I still think that we should leverage their UI expertise, but that’s up to the Ooni Probe devs.
- Open Source Lab
Met with a couple administrators from the OSU’s Open Source Labs. They provide hosting for several of the largest open source projects including Apache and the Linux Foundation. Mostly we talked about amusing legal threats they get for hosting the phpBB project. Evidently lawyers are quite skilled at clicking the ‘this is a phpBB forum’ link followed by ‘hosted by the OSL’ before sending their angry emails. We also talked a bit about setting up non-exit relays. They might be pretty receptive to this if we want to follow up.
- Sumana and Rob from Wikimedia
Unsurprisingly Wikipedia occasionally has issues with spammers using Tor. We talked about some possible options, such as requiring accounts for Tor users to edit with a sort of proof of work in account creation to make ban evasion more of a pita.
- Terri from Python
Mailman 3 is coming, and with it an interface that *doesn’t* look like it came from the 1980s! Most importantly for us, the new version of Mailman provides a forum interface, letting email and forum users communicate by whichever method they prefer. This would be a good answer to our forums ticket. She estimates that it’ll be ready in six months or so.
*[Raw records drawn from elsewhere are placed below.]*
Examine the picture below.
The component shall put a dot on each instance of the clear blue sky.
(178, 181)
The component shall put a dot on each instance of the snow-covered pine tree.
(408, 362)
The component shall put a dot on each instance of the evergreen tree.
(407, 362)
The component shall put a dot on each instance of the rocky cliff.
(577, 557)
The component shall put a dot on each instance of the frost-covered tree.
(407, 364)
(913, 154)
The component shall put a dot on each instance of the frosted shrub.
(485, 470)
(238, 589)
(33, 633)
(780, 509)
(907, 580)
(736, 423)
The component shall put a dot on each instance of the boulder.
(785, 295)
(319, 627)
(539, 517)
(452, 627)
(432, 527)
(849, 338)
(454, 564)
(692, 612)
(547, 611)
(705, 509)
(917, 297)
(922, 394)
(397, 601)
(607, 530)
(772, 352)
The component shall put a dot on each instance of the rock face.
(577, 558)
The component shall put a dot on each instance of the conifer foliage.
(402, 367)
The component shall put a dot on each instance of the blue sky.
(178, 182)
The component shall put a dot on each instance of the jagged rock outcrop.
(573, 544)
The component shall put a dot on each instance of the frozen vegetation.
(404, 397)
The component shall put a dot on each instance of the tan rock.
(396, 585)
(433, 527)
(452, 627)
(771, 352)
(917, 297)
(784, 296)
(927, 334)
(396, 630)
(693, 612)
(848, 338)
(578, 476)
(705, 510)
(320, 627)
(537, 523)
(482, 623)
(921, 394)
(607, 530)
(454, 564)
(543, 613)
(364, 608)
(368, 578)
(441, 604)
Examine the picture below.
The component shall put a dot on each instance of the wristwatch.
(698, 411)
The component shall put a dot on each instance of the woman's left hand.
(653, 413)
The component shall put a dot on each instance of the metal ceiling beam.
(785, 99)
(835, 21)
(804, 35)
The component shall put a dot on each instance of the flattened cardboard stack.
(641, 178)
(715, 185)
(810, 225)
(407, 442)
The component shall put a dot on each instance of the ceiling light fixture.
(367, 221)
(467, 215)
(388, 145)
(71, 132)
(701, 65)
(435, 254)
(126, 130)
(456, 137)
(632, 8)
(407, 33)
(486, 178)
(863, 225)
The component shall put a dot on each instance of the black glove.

Flying out on Sunday cut my day short, but there was one session that I thought was interesting. Gnome and Wikimedia are launching a program similar to GSoC to encourage more women to get involved with open source. It runs later this winter. One gotcha is that Google’s not involved so mentoring orgs need to cover the $5k stipend.
I like the idea. Is this something we want to take part in? If so then I’d be happy to administer the non-financial parts of it.